同じ茶葉なのに、淹れる人によって味が変わる。日本茶の不思議であり、面白さでもあります。旅館で飲んだあの一杯が家で再現できないのは、茶葉の差ではなく、淹れ方の差であることがほとんどです。
とはいえ、身構える必要はありません。煎茶のおいしさを決める変数は、突き詰めれば二つだけ。お湯の温度と、待つ時間です。この記事では、「80度・1分」という基本形と、そこからの調整方法を解説します。
基本形は「80度・1分」
まず、一人分の基本レシピです。
- 茶葉:2〜3g(ティースプーン1杯)
- お湯:150ml、80度前後
- 抽出時間:1分
- 最後の一滴まで注ぎ切る
この基本形で、たいていの煎茶はおいしく入ります。急須でもマグカップ+茶こしでも、数字は同じです。まずはこの形を一度体験して、そこから自分の好みに合わせて動かしていくのが上達の近道です。
なぜ温度が大事なのか。成分は「出る温度」が違う
お茶の味をつくる主な成分は三つあります。甘み・うまみのもとであるテアニン(アミノ酸)、渋みのもとであるカテキン、苦みに関わるカフェイン。重要なのは、この三つが溶け出しやすい温度が違うことです。
テアニンは低温でもよく出ます。一方、カテキンとカフェインは高温で一気に出ます。つまり熱湯で淹れると、甘みも渋みも苦みも全部出て、渋みが勝った味になるということです。温度調整とは、味の設計図を書き換える行為なのです。
渋みが好きなら90度、甘みを最大限に引き出したいなら70度。正解は一つではなく、あなたの好みが正解です。出発点は80度、ここから上下に動かしてください。
温度計は不要「器を経由させる」だけ
80度と聞くと温度計が必要に思えますが、必要ありません。お湯は器を一つ経由するごとに、およそ5〜10度下がります。
沸騰したお湯(100度)を、まずマグカップや湯のみに注ぐ。これで約90度。それを茶葉の入った急須やカップに移す。これで約80度。つまり「一度、別の器に置いてから注ぐ」——この一手間だけで、適温は作れます。
副産物として、この方法には湯量を計る効果もあります。飲むカップでお湯を計れば、量はいつもぴったりです。
時間は1分。そして「注ぎ切る」
急須にお湯を注いだら、蓋をして(マグカップなら小皿をのせて)1分待ちます。この間、揺すらないのがポイントです。揺すると渋みが立ちます。茶葉が自然にひらいていくのを、ただ待ちます。
1分たったら最後の一滴まで注ぎ切ります。急須に湯を残すと、待っている間も抽出が進み、二煎目が渋くなってしまいます。最後の数滴はうまみが最も濃い部分でもあるので、惜しまず出し切ってください。
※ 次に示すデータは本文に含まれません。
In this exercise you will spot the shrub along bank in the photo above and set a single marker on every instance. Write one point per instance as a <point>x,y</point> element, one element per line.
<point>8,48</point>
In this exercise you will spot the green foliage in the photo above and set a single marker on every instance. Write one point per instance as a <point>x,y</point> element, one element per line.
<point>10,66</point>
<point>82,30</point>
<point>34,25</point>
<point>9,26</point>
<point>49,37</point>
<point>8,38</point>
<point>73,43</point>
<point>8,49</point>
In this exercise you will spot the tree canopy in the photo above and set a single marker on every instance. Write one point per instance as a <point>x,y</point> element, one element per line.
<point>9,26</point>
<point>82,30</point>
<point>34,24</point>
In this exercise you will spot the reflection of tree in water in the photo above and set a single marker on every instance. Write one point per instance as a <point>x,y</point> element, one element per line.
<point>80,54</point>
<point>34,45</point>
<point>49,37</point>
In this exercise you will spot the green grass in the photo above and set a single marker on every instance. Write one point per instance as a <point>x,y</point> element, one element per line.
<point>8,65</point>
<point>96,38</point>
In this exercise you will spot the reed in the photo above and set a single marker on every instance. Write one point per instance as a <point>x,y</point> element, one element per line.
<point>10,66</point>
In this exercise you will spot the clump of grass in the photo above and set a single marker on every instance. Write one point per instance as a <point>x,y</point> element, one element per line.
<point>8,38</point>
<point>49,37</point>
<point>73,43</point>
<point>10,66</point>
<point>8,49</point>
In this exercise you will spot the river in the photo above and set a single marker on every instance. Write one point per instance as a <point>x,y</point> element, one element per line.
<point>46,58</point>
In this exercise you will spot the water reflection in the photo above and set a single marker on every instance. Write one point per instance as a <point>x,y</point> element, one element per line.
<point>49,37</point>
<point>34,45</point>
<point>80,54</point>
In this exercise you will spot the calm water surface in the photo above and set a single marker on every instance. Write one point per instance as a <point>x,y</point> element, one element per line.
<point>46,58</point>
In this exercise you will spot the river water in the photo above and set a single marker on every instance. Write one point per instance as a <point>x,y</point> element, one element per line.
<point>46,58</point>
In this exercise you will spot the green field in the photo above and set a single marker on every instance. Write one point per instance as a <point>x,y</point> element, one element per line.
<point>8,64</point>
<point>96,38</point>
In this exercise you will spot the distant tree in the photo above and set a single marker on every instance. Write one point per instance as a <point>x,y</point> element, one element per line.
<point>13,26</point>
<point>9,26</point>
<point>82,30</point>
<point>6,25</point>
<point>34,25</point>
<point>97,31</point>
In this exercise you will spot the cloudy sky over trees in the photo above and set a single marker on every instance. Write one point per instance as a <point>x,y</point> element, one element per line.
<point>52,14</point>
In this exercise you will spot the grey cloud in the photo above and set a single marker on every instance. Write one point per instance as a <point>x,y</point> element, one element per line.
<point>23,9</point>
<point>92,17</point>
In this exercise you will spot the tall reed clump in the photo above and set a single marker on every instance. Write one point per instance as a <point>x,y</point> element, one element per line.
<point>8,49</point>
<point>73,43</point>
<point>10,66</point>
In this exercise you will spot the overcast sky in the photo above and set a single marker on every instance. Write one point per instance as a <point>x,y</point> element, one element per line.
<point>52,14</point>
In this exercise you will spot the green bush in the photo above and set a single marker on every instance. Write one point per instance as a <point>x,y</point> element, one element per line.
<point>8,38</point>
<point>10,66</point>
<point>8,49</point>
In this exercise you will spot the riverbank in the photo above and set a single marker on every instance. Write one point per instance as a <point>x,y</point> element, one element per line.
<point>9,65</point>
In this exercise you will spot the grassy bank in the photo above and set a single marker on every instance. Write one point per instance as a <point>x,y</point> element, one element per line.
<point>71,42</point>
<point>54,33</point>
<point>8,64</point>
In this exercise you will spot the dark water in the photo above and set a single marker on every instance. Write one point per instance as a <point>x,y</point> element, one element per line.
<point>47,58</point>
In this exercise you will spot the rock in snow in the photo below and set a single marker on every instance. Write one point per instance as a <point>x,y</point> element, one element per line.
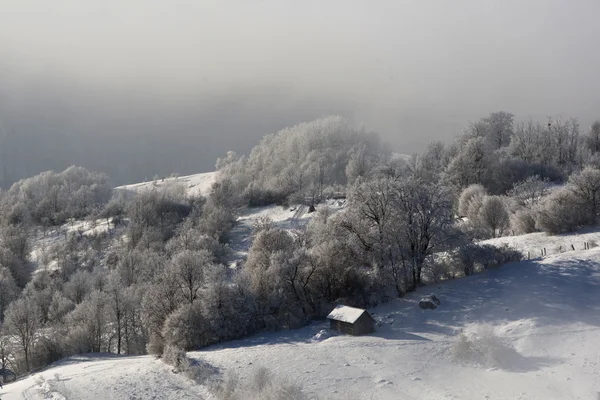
<point>429,302</point>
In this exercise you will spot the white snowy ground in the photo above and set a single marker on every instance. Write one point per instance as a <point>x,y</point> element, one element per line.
<point>546,313</point>
<point>534,243</point>
<point>103,377</point>
<point>289,218</point>
<point>194,184</point>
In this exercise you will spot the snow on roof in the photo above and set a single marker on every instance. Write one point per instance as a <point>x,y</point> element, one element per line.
<point>346,314</point>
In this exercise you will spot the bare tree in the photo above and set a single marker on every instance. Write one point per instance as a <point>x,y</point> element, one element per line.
<point>188,268</point>
<point>493,215</point>
<point>586,185</point>
<point>22,322</point>
<point>592,140</point>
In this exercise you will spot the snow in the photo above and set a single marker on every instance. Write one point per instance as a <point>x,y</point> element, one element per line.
<point>290,218</point>
<point>534,243</point>
<point>101,377</point>
<point>194,184</point>
<point>345,314</point>
<point>544,315</point>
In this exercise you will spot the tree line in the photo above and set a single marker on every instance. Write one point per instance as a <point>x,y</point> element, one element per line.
<point>157,274</point>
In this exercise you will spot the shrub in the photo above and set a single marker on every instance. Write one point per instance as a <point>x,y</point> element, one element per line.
<point>523,221</point>
<point>467,196</point>
<point>262,385</point>
<point>560,212</point>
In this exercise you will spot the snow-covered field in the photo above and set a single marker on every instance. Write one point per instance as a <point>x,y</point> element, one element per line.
<point>104,377</point>
<point>290,218</point>
<point>545,314</point>
<point>533,244</point>
<point>194,184</point>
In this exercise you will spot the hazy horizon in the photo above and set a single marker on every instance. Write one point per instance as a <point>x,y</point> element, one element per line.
<point>146,87</point>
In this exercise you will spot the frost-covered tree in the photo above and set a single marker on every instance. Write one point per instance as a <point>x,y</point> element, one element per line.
<point>560,212</point>
<point>586,185</point>
<point>493,215</point>
<point>188,268</point>
<point>529,192</point>
<point>22,322</point>
<point>472,193</point>
<point>302,161</point>
<point>592,140</point>
<point>8,290</point>
<point>470,165</point>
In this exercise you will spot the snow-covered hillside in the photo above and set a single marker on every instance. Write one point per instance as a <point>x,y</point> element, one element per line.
<point>290,218</point>
<point>103,377</point>
<point>195,184</point>
<point>545,314</point>
<point>533,244</point>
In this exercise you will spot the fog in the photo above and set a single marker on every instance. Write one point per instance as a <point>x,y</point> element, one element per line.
<point>143,87</point>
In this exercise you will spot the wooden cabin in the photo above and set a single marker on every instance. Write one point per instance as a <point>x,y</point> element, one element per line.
<point>350,320</point>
複数人分を淹れるときは「まわし注ぎ」を。それぞれのカップに少しずつ、行って戻ってを繰り返しながら注ぐと、全員の濃さが揃います。
二煎目は「待たない」
一煎目でひらいた茶葉は、成分が出やすい状態になっています。二煎目はお湯を注いだら、一煎目の半分程の時間で注ぎます。温度は一煎目より少し高めでも大丈夫です。一煎目の甘み中心の味から、二煎目はすっきりした飲み口へ。同じ茶葉の二つの表情を楽しめるのは、リーフで淹れる特権です。
渋くなってしまう三大原因
うまく入らないときは、たいていこの三つのどれかです。
①お湯が熱すぎる(沸かしたてを直接注いでいる)
②待ちすぎる(「濃くしたい」と2分3分置くと、濃さより渋さが増えます)
③注ぎ切っていない(急須に残った湯が抽出を続けている)
逆に言えば、この三つを避けるだけで、失敗はほぼなくなります。
よくある質問
Q. 高い茶葉ほど低温がいいと聞きました。
A. その通りです。うまみの多い上級煎茶や玉露は70度前後、普段づかいの煎茶は80〜90度が目安です。
Q. 硬水のミネラルウォーターで淹れてもいい?
A. 軟水の方が日本茶のポテンシャルが引き出せます。日本の水道水(浄水)で十分です。
Q. 茶葉の量を増やせば濃くなりますか?
A. なります。時間を延ばすより茶葉を増やすほうが、渋みを出さずに濃くできます。
淹れている1分間は、ぜひスマホを見ずに湯気を眺めてみてください。
味には関係ない、と言いたいところですが、実は関係があります。注意を向けて飲む一杯は、味の解像度が上がります。おいしさの最後のひとしずくは、淹れ方ではなく、飲み方の中にあります。お試しください。